Which brings me to negative space: oh my god for the sake of everyone negative space is important for your eyes to identify what is important. When everything on the site has equal weight on the eyes its impossible to parse through information quickly. Instead I have to read through what feels like a wall of text which wouldn't be a problem for something mundane except THIS IS EMAIL! The one thing you would need to do when checking email is quickly parse through information. If you can't do that then what good is email for? In what little negative space there is filled with icons for attachments and such so you could theoretically have a whole page FILLED with just a few space bar clicks in between everything. Have y'all (and you work at an office so I know you have) worked in an office and had to read an excel sheet with no spacing and lots of information? Is it fun or easy to parse through that? No of course not. That's why design needs AIR!

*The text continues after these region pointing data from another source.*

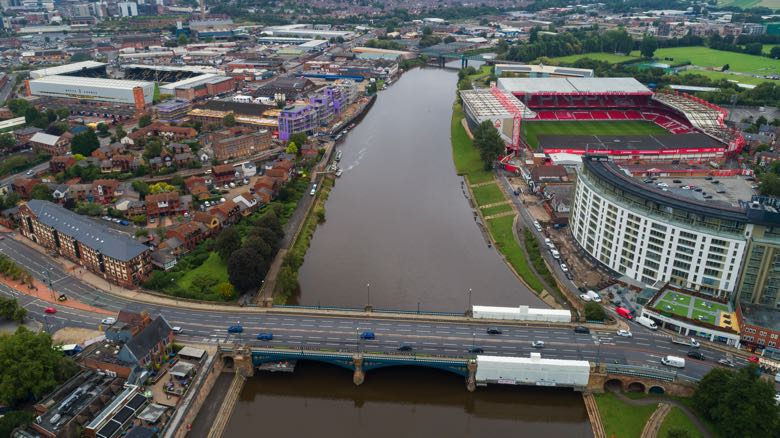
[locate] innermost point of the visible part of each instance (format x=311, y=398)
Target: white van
x=673, y=361
x=647, y=322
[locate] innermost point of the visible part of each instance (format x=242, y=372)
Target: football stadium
x=614, y=116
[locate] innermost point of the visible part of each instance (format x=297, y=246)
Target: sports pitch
x=533, y=130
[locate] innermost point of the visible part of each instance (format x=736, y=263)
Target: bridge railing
x=356, y=309
x=641, y=371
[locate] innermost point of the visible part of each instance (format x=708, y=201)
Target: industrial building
x=136, y=94
x=655, y=235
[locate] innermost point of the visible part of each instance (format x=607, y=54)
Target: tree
x=227, y=243
x=594, y=312
x=7, y=141
x=246, y=269
x=31, y=367
x=489, y=143
x=85, y=143
x=738, y=402
x=144, y=121
x=42, y=192
x=299, y=138
x=648, y=46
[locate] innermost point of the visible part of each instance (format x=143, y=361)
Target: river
x=320, y=400
x=398, y=219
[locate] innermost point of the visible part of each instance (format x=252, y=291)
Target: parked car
x=695, y=355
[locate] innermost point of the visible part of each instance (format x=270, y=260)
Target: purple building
x=319, y=111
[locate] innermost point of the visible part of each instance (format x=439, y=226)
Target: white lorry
x=673, y=361
x=647, y=322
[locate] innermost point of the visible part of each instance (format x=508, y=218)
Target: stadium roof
x=573, y=85
x=65, y=69
x=87, y=231
x=91, y=82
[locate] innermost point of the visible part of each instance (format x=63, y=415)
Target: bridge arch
x=656, y=389
x=636, y=387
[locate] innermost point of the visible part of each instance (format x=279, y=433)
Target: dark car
x=695, y=355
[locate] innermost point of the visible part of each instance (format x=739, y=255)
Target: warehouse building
x=136, y=94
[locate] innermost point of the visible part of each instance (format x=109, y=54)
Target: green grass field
x=676, y=419
x=464, y=154
x=488, y=194
x=597, y=56
x=717, y=75
x=501, y=229
x=633, y=127
x=621, y=420
x=706, y=57
x=496, y=209
x=213, y=267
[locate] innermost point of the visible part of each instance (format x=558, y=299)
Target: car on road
x=726, y=362
x=695, y=355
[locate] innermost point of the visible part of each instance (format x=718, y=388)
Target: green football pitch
x=532, y=130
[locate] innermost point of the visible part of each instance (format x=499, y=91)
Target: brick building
x=239, y=142
x=113, y=256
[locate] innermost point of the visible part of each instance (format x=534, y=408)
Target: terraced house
x=113, y=256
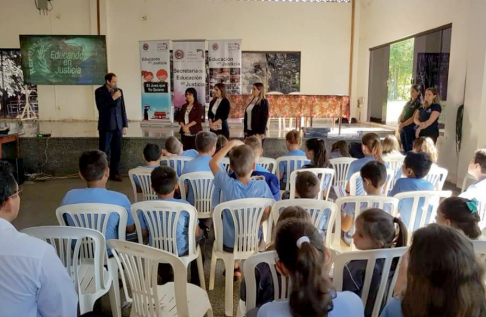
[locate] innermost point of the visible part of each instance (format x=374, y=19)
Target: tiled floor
x=38, y=208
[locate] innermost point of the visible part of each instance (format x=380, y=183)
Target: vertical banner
x=155, y=70
x=225, y=65
x=189, y=70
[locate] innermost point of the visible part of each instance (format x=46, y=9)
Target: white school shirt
x=33, y=281
x=216, y=106
x=249, y=109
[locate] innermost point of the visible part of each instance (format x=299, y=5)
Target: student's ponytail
x=318, y=146
x=299, y=247
x=373, y=143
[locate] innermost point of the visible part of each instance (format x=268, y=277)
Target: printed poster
x=155, y=72
x=225, y=65
x=189, y=70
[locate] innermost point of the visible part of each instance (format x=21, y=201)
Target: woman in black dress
x=407, y=126
x=427, y=117
x=219, y=109
x=256, y=112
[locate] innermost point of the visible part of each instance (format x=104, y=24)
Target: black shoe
x=116, y=178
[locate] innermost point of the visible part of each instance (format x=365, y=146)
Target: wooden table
x=9, y=138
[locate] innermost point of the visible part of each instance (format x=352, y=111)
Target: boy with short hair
x=93, y=168
x=259, y=172
x=242, y=162
x=152, y=155
x=374, y=176
x=477, y=168
x=415, y=167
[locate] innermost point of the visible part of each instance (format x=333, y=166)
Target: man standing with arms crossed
x=112, y=122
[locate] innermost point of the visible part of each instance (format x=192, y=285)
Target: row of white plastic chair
x=162, y=218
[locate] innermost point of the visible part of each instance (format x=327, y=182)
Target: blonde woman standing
x=427, y=116
x=256, y=112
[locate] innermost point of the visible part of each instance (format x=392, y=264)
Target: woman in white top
x=301, y=256
x=219, y=109
x=256, y=112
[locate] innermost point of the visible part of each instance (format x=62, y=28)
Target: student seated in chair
x=94, y=170
x=477, y=190
x=415, y=167
x=242, y=162
x=34, y=282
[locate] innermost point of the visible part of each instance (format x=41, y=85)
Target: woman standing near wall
x=219, y=109
x=406, y=126
x=256, y=113
x=427, y=117
x=190, y=118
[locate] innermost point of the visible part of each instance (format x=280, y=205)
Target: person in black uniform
x=407, y=126
x=427, y=117
x=219, y=109
x=256, y=112
x=112, y=122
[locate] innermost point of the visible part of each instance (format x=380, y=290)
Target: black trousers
x=407, y=136
x=110, y=143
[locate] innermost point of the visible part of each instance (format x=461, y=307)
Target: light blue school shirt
x=355, y=167
x=34, y=282
x=393, y=308
x=282, y=166
x=199, y=164
x=137, y=183
x=405, y=205
x=233, y=189
x=182, y=230
x=346, y=304
x=100, y=196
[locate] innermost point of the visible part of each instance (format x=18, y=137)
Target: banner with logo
x=189, y=70
x=155, y=72
x=225, y=65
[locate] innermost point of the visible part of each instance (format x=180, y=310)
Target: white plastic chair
x=395, y=163
x=361, y=203
x=280, y=286
x=202, y=186
x=467, y=179
x=162, y=218
x=437, y=176
x=430, y=199
x=269, y=164
x=82, y=252
x=322, y=173
x=176, y=162
x=95, y=216
x=316, y=208
x=140, y=264
x=341, y=166
x=246, y=215
x=143, y=177
x=291, y=164
x=371, y=256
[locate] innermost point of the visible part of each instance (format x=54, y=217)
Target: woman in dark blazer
x=427, y=116
x=190, y=117
x=256, y=112
x=219, y=109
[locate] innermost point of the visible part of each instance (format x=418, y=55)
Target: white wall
x=383, y=21
x=320, y=31
x=68, y=17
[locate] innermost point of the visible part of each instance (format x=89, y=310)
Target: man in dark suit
x=112, y=122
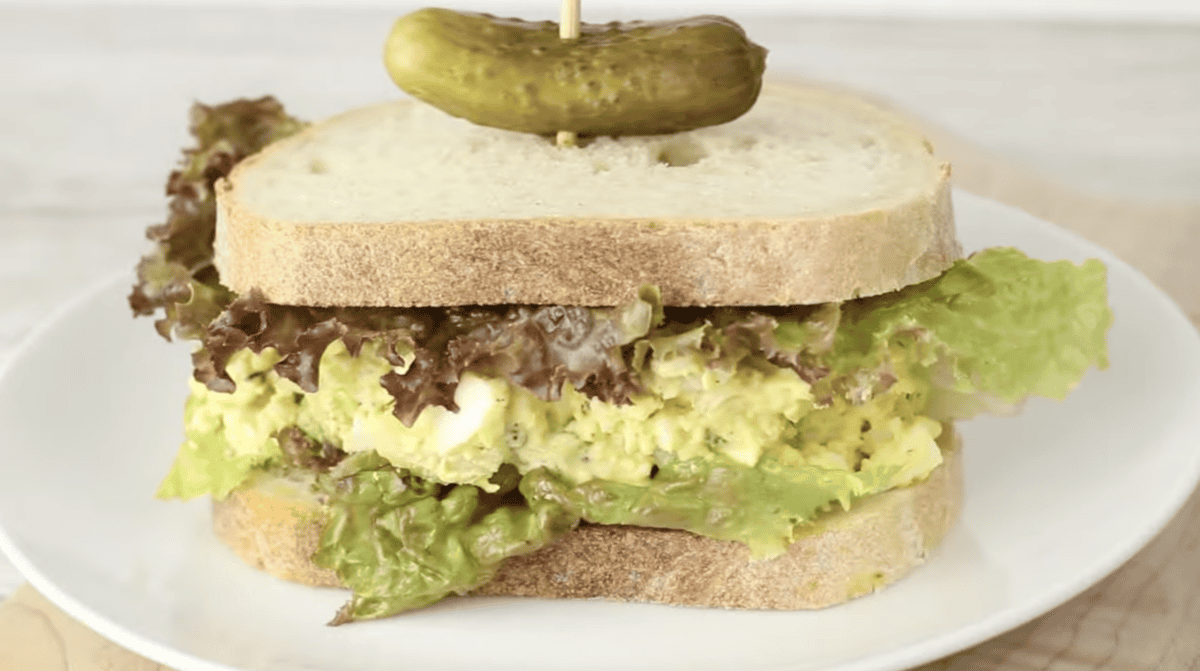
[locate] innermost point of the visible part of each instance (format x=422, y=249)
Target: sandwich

Last but not least, as someone who is younger and can adapt to badly designed websites, older people cannot. You create a website that is not intuitive and annoying to navigate to the average user at best, and not intuitive and impossible to navigate to the older users at worst. Gmail is over-designed for the sake of trying to push forward. That's what so many people young and old hate. A "don't fix what ain't broke" situation. If you want every old person jumping down your support teams throat every 5 seconds then sure, keep a design that they can't navigate intuitively.
A core principle of design is to make sure you have an accessible and user-friendly experience first before any of the fluff of the design. I think y'all have failed at that, and I seriously hope you take that into consideration. And when I say "y''all" I don't just mean the graphic designers. I mean CEO's and managers as well, because I know some of your graphic designers tried to push against this but were ignored for the sake of impressing some shareholder with a "look we are doing something!" attempt. I get it, your product works too well as is and some man in a suit is asking "what are we doing next!", but I beg of you to realize that alienating all of your users to just give up and move to gmail is NOT going to make that shareholder happy.